2) Assess your finances. Have a private “financial assessment” meeting with your spouse. To allow for private, uninterrupted time, it’s important that children not be present for this meeting. This step is very important, for it allows you to assess where you are in order to create an action plan. Although this step may sound scary or anxiety-inducing, your stress will actually be lessened once you have done an evaluation and created a concrete plan. As well, when couples come together to face difficulties with a positive, go-forward attitude, their relationship can actually become stronger and more cohesive. Find a convenient time that you and your spouse can sit in quiet to review your financial concerns. The goal of the meeting is to honestly and objectively assess outstanding bills, income, and expenses. During this meeting:

      • Create an outline of all outstanding bills including each bill’s interest rate. Make note of any bills that are in arrears.
      • Make an honest outline of all sources of actual income.
      • Create a thorough outline of all expenses. Place and asterisk next to those that are necessary and vital (e.g., automobile insurance). Place a minus sign next to those that are unnecessary (expensive clothing, coffee shop visits, etc.).

3) Create an action plan. A specific plan for action can serve to reduce stress by taking the worrisome element of the unknown or unclear out of the equation. Now that you can clearly assess your financial issues (your income versus your expenses), you can create an action plan to get your finances under control. If your assessment meeting was long and involved, you may prefer to have a separate meeting with your partner to create an action plan. It’s important to have a positive and collaborative attitude when creating your action plan. You may want to include the following in your action plan:

      • An overall outline of bills including balance, payment amount, and due date.
      • A targeted list of bills that must be given priority attention (e.g., rent, mortgage, and any past due bills).
      • Specific payment amounts that are within your budget.
      • Gradual, specific elimination of credit card debt.
      • A reduction in unnecessary expenses.
      • An agreement to put away credit cards until existing debt is resolved.
      • A small, set amount for a family “fun fund” (funds for gifts, movies, and holidays).
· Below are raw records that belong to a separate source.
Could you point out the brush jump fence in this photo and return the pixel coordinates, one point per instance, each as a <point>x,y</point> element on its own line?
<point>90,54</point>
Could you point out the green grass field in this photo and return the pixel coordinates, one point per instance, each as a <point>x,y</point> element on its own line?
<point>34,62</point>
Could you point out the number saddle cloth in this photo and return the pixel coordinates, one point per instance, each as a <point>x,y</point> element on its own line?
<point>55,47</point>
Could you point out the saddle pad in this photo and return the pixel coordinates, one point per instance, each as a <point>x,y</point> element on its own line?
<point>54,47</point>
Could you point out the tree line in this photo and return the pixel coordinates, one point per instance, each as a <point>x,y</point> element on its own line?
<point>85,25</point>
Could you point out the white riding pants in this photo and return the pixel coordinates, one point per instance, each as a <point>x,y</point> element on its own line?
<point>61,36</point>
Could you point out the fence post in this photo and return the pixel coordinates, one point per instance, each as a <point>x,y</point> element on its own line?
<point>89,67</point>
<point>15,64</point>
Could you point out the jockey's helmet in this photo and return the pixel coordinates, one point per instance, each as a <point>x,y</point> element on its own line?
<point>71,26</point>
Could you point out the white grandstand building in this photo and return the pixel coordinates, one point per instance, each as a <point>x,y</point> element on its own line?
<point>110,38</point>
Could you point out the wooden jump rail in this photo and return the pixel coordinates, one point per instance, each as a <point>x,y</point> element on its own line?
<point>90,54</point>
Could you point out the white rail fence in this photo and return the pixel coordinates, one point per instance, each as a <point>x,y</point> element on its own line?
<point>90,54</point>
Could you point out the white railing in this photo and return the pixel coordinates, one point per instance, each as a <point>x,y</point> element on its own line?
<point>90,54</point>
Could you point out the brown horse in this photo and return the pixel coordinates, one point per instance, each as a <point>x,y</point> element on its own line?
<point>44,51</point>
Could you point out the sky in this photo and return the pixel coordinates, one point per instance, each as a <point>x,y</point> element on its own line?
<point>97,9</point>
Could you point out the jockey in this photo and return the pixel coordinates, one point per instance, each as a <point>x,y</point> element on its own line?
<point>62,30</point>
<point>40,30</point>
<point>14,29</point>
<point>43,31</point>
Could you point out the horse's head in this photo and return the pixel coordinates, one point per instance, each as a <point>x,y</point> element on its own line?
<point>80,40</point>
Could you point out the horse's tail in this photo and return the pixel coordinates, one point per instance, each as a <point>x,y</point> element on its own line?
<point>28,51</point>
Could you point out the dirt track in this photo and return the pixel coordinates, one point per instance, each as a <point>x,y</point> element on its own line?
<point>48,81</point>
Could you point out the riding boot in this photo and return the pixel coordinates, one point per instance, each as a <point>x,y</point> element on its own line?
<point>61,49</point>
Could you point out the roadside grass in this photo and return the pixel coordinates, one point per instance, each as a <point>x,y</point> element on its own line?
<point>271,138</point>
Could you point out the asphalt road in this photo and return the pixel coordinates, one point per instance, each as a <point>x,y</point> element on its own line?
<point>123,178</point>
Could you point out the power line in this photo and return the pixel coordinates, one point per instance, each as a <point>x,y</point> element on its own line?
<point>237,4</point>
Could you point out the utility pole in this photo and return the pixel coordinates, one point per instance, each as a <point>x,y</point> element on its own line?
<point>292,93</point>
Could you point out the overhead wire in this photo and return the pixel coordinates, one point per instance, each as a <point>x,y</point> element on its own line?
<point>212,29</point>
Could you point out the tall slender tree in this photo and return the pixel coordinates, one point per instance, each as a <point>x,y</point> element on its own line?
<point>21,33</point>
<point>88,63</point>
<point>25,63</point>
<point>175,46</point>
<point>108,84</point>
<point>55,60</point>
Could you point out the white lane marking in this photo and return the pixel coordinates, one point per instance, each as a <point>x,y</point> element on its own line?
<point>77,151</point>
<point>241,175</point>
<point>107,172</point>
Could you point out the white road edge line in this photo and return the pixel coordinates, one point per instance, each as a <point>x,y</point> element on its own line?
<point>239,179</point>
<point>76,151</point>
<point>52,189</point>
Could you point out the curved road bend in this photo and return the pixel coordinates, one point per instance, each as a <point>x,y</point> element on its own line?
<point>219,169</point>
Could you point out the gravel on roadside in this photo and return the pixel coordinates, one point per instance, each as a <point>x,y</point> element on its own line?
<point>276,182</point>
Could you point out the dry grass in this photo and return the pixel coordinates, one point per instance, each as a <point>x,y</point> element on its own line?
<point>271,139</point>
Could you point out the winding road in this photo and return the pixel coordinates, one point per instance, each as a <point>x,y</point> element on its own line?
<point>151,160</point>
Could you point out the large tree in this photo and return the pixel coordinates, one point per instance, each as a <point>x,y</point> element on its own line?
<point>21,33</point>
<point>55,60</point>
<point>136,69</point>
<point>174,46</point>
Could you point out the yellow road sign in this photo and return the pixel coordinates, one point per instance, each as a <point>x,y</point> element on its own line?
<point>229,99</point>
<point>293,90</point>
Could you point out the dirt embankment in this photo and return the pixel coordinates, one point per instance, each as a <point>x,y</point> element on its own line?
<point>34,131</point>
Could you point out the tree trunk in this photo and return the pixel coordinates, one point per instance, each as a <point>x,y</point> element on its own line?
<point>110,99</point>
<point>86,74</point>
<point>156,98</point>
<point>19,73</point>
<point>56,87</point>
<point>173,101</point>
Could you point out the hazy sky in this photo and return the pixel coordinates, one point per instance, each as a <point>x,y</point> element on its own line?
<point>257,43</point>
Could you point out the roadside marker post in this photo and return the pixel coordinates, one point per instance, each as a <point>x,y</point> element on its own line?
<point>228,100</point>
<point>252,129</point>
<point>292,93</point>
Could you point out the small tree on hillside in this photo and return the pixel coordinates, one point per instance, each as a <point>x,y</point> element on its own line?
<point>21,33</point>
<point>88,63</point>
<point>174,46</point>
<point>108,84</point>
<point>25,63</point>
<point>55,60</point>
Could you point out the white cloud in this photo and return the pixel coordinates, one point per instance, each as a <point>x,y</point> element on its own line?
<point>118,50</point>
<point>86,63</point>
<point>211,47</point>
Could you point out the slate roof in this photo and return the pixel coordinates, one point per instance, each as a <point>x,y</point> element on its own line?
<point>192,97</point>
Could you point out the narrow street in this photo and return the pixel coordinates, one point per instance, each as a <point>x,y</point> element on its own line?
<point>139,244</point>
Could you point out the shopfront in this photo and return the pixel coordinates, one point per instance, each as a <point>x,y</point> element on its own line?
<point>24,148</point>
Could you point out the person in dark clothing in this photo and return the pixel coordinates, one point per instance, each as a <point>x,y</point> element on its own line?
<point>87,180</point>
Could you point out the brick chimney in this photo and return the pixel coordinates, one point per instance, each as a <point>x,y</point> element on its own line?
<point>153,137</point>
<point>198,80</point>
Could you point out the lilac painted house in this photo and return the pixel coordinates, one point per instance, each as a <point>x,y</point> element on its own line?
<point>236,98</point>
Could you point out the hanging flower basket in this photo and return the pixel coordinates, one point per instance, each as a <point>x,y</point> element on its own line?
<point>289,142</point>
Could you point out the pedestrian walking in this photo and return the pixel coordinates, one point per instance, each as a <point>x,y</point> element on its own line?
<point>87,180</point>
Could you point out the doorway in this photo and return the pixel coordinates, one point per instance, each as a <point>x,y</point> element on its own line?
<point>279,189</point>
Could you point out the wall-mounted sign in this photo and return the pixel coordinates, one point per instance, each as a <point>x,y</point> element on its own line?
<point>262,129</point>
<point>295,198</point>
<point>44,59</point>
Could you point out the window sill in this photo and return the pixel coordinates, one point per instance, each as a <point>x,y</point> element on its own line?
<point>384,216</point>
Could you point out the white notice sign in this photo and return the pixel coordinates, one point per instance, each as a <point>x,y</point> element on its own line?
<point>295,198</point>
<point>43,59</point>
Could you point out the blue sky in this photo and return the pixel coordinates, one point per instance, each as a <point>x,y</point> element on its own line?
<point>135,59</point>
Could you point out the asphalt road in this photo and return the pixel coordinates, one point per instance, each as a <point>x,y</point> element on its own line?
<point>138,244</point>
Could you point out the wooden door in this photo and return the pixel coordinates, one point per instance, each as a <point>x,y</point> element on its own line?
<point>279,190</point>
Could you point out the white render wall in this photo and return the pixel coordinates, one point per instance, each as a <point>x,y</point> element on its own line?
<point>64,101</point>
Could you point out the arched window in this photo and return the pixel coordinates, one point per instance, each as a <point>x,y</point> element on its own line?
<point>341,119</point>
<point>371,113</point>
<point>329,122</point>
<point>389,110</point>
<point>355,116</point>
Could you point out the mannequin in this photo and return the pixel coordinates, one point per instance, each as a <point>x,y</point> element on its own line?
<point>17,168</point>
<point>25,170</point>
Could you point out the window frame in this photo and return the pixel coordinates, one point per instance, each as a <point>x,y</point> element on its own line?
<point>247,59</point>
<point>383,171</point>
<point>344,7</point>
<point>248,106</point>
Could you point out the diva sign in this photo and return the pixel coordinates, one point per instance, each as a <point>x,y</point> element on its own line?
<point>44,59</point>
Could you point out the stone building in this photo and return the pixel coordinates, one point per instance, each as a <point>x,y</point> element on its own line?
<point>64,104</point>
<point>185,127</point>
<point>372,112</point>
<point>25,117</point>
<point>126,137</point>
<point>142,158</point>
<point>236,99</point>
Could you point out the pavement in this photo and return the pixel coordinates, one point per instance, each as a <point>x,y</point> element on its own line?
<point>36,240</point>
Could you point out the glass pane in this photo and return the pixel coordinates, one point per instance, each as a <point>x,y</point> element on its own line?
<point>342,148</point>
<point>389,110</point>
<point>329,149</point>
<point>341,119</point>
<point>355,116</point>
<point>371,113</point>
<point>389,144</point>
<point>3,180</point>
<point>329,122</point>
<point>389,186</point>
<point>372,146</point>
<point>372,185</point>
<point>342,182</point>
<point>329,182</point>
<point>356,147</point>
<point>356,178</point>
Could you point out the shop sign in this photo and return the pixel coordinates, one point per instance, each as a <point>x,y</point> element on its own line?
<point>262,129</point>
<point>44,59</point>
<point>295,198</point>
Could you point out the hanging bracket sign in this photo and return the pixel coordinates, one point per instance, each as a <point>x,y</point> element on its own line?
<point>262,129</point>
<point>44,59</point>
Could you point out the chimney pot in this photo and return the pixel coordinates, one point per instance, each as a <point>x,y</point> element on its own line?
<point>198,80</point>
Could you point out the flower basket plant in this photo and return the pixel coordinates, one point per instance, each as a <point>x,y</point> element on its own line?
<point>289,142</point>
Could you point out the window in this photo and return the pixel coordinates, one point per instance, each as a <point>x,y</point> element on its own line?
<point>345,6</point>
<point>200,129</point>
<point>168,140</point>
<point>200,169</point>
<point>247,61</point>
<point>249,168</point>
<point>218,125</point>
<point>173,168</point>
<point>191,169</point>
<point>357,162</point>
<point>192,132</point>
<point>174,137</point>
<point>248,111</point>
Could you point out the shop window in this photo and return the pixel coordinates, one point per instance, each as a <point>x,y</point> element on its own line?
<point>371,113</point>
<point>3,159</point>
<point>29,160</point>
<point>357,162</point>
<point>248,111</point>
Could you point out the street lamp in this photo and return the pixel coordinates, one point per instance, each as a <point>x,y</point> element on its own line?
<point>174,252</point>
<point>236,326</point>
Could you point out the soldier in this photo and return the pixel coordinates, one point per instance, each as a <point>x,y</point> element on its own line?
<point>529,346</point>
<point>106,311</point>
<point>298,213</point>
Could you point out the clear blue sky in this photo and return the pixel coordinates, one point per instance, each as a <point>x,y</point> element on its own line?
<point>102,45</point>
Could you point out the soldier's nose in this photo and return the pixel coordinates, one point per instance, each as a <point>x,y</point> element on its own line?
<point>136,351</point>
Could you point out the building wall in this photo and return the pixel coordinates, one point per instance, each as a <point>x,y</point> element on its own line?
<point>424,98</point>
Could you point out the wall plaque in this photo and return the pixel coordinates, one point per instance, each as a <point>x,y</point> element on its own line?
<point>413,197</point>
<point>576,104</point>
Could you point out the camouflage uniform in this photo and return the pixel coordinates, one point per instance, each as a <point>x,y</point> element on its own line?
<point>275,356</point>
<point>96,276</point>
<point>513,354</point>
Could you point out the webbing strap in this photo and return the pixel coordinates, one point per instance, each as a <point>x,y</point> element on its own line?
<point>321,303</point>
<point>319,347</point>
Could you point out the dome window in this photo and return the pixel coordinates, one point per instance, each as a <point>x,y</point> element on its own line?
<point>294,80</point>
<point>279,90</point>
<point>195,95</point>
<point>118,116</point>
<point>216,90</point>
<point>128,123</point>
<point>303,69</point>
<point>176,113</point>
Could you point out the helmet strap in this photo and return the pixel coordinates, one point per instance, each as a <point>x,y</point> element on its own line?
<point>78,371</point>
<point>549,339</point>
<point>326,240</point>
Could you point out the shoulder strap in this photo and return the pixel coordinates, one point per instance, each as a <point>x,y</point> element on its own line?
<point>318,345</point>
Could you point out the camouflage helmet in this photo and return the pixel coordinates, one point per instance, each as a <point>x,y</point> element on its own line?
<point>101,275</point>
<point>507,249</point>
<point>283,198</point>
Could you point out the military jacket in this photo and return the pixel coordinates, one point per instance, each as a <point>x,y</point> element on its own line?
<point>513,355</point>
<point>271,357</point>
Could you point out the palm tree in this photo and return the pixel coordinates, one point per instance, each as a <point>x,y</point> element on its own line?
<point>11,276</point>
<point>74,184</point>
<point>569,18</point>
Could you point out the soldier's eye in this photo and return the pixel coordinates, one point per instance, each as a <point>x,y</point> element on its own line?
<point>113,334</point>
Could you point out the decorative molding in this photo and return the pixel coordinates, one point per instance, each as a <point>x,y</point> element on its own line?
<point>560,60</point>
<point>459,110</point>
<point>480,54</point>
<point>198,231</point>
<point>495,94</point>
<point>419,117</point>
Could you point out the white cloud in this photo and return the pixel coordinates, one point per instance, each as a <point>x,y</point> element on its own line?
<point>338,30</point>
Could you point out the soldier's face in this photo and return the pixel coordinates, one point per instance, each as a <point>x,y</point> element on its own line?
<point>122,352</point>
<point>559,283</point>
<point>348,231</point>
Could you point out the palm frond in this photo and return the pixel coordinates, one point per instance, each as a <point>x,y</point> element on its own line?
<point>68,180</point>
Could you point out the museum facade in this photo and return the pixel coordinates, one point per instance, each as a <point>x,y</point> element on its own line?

4) Make healthy finances a positive family goal. Once you and your partner have a specific and doable plan in mind, have an age-appropriate family meeting to discuss each family member’s part in the plan. For example, you wouldn’t want children to worry about past due payments or heavy credit card debt, but you can help a child create a reasonable, inexpensive birthday or holiday gift list. As well, children can be educated to learn positive financial behaviors including avoiding impulse buying in the supermarket and avoiding expensive fast food purchases.

As you and your family create healthy financial strategies together, you will find that financial hardships—as difficult as they may be—can bring your family closer together. Too, by modeling healthy financial behaviors, you will give your children the incredible gift of responsible money management—a gift that will last a lifetime.

Strive to maintain a positive attitude as you work to create greater financial health for you and your family. If worrisome thoughts about the future or regrets about past financial decisions creep in, remind yourself to focus on constructive thoughts. Your family can feel closer than ever as you work as a team to move through challenging times.